We are continuing to work with the storage vendors to prevent project storage outages. The ongoing migration of project storage from Lustre to VAST systems will reduce the impact when one of the shared file systems has issues.  

Degraded performance on Phoenix storage

Dear Phoenix users,

Summary: The project storage system on Phoenix (/storage/coda1) is slower than normal, due to heavy use and hard drive failures. The rebuild process to spare hard drives is ongoing; until it is complete, some users might experience slower file access on the project storage.

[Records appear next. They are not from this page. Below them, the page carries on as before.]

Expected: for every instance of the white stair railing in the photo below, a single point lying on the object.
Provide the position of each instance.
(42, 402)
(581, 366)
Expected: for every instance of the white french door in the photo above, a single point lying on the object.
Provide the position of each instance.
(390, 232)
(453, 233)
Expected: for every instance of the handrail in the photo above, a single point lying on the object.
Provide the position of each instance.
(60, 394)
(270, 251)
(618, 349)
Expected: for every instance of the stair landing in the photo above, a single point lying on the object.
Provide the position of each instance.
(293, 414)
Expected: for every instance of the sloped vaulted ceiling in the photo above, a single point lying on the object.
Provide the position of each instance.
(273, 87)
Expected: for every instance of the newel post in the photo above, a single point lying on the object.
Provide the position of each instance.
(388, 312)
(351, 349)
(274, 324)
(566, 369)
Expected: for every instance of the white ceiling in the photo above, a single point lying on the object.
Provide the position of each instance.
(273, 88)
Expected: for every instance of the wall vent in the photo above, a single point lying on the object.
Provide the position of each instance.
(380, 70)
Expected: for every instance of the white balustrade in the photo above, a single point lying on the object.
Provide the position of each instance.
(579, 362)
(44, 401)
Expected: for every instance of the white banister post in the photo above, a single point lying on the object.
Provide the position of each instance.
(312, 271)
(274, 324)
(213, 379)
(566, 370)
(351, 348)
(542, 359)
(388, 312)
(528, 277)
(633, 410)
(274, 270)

Details: Two hard drives that support the /storage/coda1 project storage failed on 1-July at 3:30am and 9:20am forcing a rebuild of the data to spare drives. This rebuild usually takes 24-30 hours to complete. We are closely monitoring the rebuilding process, which we expect to complete on July 2 around noon. In addition, we are temporarily moving file services from one metadata server to another and back to rebalance the load across all available systems.

Impact: Access to files is slower than usual during the drive rebuild and metadata server migration process. There is no data loss for any users. For the affected users, the degradation of performance can be observed on the login as well as compute nodes. The file system will continue to be operational while the rebuilds are running in the background. Access to the Phoenix cluster is not impacted, and the scheduler is processing jobs at a normal rate.

We thank you for your patience as we are working to solve the problem.